In our opinion, except for the effects of the matter described in the Basis for qualified opinion section of our report:
· | the financial statements give a true and fair view of the state of the group’s and of the parent company’s affairs as at 31 December 2022 and of the group’s loss for the year then ended; |
· | the group financial statements have been properly prepared in accordance with UK-adopted international accounting standards; |
· | the parent company financial statements have been properly prepared in accordance with UK-adopted international accounting standards and as applied in accordance with the provisions of the Companies Act 2006; and |
· | the financial statements have been prepared in accordance with the requirements of the Companies Act 2006. |
Basis for qualified opinion
The financial statements of the group include direct costs amounting to £423,352, other administration expenses of £75,674, and other operating expenses of £80,961, pertaining to the subsidiary Edenville International (Tanzania) Limited. In the course of the audit, we were not provided with the necessary supporting documents to substantiate these expenditures. Consequently, we were unable to obtain sufficient appropriate audit evidence to determine whether the amounts recorded in the statement of comprehensive income and the statement of financial position are materially misstated. In the absence of supporting evidence, we were unable to evaluate the occurrence and accuracy of these amounts. As such, we were unable to determine whether any adjustments are necessary to the financial statements.

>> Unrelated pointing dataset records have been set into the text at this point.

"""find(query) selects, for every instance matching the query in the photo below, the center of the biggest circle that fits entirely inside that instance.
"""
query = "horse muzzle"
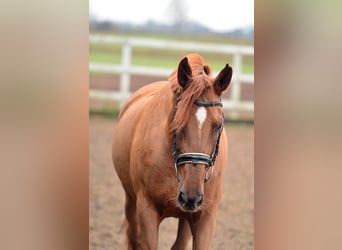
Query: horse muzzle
(190, 202)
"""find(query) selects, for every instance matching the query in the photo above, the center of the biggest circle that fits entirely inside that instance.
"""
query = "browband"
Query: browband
(208, 104)
(194, 158)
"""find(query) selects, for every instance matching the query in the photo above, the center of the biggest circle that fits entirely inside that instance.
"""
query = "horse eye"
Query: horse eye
(218, 127)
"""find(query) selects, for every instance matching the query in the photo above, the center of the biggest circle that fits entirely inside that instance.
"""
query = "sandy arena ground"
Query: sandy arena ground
(235, 226)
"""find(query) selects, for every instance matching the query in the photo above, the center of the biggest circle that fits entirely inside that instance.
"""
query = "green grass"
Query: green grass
(111, 53)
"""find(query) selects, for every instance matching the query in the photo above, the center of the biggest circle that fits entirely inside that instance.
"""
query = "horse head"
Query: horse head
(197, 126)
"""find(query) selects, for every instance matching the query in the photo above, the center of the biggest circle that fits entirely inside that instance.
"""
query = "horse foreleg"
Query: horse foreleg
(130, 212)
(183, 235)
(148, 220)
(203, 231)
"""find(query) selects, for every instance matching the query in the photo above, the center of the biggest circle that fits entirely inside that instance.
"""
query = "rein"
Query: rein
(197, 158)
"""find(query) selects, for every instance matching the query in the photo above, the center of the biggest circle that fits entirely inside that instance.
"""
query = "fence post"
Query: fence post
(236, 86)
(125, 74)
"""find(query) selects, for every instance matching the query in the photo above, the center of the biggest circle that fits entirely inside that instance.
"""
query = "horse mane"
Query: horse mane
(186, 97)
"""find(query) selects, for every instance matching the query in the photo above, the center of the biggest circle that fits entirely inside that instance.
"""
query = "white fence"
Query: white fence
(125, 69)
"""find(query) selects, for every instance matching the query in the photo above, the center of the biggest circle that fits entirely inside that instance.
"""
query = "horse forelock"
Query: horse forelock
(198, 85)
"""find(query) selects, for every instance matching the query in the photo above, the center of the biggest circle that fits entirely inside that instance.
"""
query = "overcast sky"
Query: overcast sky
(218, 15)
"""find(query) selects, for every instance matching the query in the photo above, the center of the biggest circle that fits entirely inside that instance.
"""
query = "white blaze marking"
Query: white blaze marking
(201, 115)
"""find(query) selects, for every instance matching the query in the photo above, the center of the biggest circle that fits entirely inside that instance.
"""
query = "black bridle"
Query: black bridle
(197, 158)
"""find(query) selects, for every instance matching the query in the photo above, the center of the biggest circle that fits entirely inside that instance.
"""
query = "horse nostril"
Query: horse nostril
(181, 198)
(199, 200)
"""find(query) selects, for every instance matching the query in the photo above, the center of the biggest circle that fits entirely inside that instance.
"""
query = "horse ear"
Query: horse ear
(223, 79)
(184, 72)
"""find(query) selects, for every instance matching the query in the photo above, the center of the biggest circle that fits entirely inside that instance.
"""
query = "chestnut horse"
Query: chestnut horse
(168, 139)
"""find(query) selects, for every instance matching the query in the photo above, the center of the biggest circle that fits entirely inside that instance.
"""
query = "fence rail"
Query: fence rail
(125, 69)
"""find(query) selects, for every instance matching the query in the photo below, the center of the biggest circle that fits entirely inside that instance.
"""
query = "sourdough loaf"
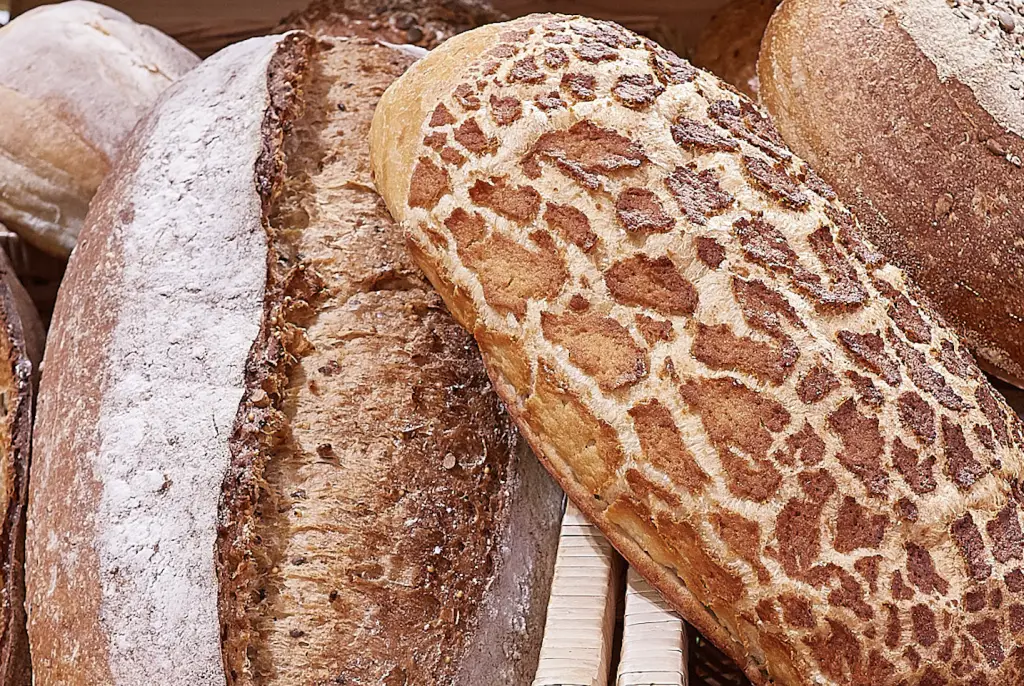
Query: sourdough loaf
(729, 44)
(750, 401)
(20, 351)
(266, 455)
(74, 79)
(914, 111)
(413, 22)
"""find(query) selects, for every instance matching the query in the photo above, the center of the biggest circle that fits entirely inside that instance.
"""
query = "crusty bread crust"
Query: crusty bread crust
(757, 410)
(382, 519)
(75, 78)
(910, 113)
(729, 44)
(240, 331)
(20, 351)
(414, 22)
(144, 368)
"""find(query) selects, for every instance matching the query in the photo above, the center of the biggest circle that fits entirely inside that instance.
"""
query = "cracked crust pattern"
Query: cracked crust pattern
(757, 409)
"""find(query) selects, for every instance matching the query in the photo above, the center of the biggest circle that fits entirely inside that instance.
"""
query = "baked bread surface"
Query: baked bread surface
(265, 454)
(753, 404)
(913, 110)
(20, 351)
(75, 78)
(729, 44)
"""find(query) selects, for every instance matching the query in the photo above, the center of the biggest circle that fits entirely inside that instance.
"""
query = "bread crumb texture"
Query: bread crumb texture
(745, 396)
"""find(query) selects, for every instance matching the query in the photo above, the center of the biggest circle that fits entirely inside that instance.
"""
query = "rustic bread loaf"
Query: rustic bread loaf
(914, 111)
(74, 79)
(413, 22)
(266, 455)
(20, 351)
(38, 272)
(749, 400)
(728, 46)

The financial statements of the group include a trade payables balance of £58,614, consisting of supplier balances related to the subsidiary Edenville International (Tanzania) Limited. We were unable to obtain creditor confirmations or supplier statements necessary to perform the required audit procedures to confirm accuracy and existence of these balances. As such, we were unable to determine whether any adjustments are necessary in the financial statements.

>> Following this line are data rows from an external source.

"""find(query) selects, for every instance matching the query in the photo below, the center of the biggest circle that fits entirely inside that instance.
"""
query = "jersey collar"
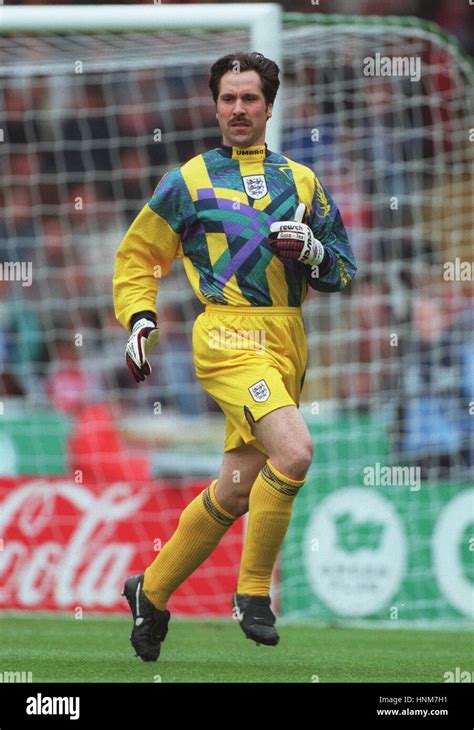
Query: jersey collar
(257, 153)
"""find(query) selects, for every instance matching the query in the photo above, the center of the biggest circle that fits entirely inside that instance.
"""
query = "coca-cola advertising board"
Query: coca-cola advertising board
(65, 546)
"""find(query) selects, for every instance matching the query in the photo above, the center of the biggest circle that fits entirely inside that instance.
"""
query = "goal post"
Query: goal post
(263, 21)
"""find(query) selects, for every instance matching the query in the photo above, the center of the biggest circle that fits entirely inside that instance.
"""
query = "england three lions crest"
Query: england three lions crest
(255, 186)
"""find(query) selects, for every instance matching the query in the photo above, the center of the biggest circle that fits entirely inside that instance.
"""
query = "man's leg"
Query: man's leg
(285, 437)
(203, 523)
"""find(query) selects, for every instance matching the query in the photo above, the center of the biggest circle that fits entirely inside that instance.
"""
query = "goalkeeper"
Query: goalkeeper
(254, 230)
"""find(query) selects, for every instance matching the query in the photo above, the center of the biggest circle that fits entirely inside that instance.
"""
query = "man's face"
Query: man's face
(242, 112)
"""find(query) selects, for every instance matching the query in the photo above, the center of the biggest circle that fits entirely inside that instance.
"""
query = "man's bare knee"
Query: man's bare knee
(296, 462)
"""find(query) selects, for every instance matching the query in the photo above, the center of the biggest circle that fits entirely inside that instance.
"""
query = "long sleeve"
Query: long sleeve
(339, 266)
(148, 249)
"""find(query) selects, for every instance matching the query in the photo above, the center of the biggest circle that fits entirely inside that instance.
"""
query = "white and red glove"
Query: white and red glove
(144, 338)
(296, 240)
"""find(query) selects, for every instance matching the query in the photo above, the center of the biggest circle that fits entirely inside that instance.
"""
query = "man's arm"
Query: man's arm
(338, 267)
(147, 251)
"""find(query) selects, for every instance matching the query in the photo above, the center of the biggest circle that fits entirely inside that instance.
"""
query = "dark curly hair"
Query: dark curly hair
(266, 69)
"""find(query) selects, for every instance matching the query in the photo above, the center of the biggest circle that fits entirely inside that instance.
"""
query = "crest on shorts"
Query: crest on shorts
(255, 186)
(260, 391)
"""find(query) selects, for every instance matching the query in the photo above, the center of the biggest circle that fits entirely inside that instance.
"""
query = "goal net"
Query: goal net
(379, 108)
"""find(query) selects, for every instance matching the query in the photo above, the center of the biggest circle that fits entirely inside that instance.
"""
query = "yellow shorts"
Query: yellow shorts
(251, 361)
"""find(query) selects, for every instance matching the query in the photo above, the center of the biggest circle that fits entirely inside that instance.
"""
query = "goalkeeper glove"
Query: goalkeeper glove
(295, 240)
(144, 338)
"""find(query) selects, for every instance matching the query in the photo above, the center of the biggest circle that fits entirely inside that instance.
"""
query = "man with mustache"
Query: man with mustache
(254, 229)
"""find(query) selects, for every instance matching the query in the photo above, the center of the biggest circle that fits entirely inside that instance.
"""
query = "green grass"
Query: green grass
(62, 649)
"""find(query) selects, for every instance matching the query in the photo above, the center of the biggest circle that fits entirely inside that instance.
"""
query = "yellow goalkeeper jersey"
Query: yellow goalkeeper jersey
(214, 212)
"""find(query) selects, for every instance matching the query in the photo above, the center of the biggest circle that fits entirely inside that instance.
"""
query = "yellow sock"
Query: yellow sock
(270, 504)
(201, 526)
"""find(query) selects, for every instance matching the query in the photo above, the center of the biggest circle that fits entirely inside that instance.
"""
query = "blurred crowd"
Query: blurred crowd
(84, 153)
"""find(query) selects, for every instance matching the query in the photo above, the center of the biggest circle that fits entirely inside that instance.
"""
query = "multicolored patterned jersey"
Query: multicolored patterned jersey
(215, 213)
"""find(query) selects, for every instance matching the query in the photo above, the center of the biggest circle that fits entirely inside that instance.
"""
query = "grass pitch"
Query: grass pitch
(62, 649)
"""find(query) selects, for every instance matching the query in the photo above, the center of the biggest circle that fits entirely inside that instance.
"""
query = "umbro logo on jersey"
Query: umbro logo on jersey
(255, 186)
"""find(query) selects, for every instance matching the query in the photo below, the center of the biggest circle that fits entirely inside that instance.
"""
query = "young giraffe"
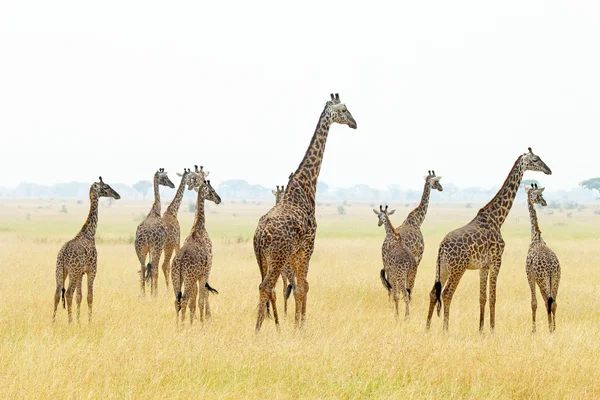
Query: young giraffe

We conducted our audit in accordance with International Standards on Auditing (UK) (ISAs (UK)) and applicable law. Our responsibilities under those standards are further described in the Auditor’s responsibilities for the audit of the financial statements section of our report. We are independent of the group and parent company in accordance with the ethical requirements that are relevant to our audit of the financial statements in the UK, including the FRC’s Ethical Standard as applied to listed entities, and we have fulfilled our other ethical responsibilities in accordance with these requirements. We believe that the audit evidence we have obtained is sufficient and appropriate to provide a basis for our qualified opinion.
Emphasis of matter
Operationalisation of up to 16% Government of Tanzania non-dilutable free carried share interest.
We draw attention to Note 28 of the financial statements, which highlights that the group has not completed the operationalisation of the issuance of up to 16% non-dilutable free carried interest shares in its subsidiary, Edenville Energy (Tanzania) Limited, as required by the Tanzania State Participation Mining legislation.

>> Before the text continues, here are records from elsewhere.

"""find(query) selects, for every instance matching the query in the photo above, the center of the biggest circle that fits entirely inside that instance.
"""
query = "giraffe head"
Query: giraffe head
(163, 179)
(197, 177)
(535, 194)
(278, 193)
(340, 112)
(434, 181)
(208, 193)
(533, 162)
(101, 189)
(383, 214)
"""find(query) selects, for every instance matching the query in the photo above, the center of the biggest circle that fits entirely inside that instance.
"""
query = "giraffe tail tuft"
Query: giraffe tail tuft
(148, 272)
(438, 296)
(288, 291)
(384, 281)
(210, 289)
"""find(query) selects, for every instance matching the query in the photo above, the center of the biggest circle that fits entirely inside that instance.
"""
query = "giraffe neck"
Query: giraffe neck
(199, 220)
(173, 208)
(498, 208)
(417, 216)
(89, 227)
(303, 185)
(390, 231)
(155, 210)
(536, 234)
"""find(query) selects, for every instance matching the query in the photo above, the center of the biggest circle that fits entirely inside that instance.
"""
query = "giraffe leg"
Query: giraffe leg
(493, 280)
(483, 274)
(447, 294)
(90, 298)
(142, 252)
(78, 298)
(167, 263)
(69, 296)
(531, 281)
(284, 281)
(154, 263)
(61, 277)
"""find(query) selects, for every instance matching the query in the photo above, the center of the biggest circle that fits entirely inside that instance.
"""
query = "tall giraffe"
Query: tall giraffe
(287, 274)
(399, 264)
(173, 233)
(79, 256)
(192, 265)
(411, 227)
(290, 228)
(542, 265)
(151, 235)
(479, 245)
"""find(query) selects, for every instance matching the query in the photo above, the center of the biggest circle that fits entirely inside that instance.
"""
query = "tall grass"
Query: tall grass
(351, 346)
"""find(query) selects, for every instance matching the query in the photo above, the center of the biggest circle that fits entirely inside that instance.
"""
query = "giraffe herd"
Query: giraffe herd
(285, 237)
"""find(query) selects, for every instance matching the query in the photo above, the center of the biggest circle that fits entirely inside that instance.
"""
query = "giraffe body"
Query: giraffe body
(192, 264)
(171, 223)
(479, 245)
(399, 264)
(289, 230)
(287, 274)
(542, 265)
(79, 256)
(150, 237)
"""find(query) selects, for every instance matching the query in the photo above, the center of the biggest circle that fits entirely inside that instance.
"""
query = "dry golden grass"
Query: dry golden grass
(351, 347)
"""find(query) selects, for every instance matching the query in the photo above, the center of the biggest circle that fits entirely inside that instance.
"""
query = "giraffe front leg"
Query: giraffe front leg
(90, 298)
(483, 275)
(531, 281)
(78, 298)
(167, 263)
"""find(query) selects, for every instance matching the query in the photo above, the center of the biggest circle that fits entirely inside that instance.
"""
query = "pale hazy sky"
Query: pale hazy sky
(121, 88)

Our opinion is not modified in this respect.
Recoverability of Value Added Tax
We draw attention to Note 4 of the financial statements, which describes the group’s assessment over the Value Added Tax (VAT) receivable balance of £279,157 in its subsidiary, Edenville Energy (Tanzania) Limited. The group has assessed and concluded within its critical accounting estimates that the VAT is recoverable. The financial statements do not include the adjustments that would result if the group was unable to fully recover this.
Our opinion is not modified in this respect.
Conclusions relating to going concern
In auditing the financial statements, we have concluded that the director’s use of the going concern basis of accounting in the preparation of the financial statements is appropriate. Our evaluation of the directors’ assessment of the group’s and parent company’s ability to continue to adopt the going concern basis of accounting included:
· Reviewing and evaluating management’s assessment of going concern, including cash flow forecasts prepared until June 30, 2024, derived from run-of-mine forecasts for the mine’s entire lifespan;
· Assessing the completeness of forecasted expenditures, ensuring that all relevant information such as planned mining and capital expenditure, has been considered;
· Analysing cash flow forecasts and budgets until 30 June 2024, challenging the underlying assumptions regarding estimated quantities of coal production and sales, selling prices, and associated expenditures, while verifying mathematical accuracy.;
· Verified and agreeing the cash position at the year-end and post the year-end to bank statements, taking into account funds raised after the year-end; and
· Challenging management’s forecasts by assessing the stress test scenario and evaluating the financial resources available to address this outcome, specifically examining the ability of the group and parent company to raise funds.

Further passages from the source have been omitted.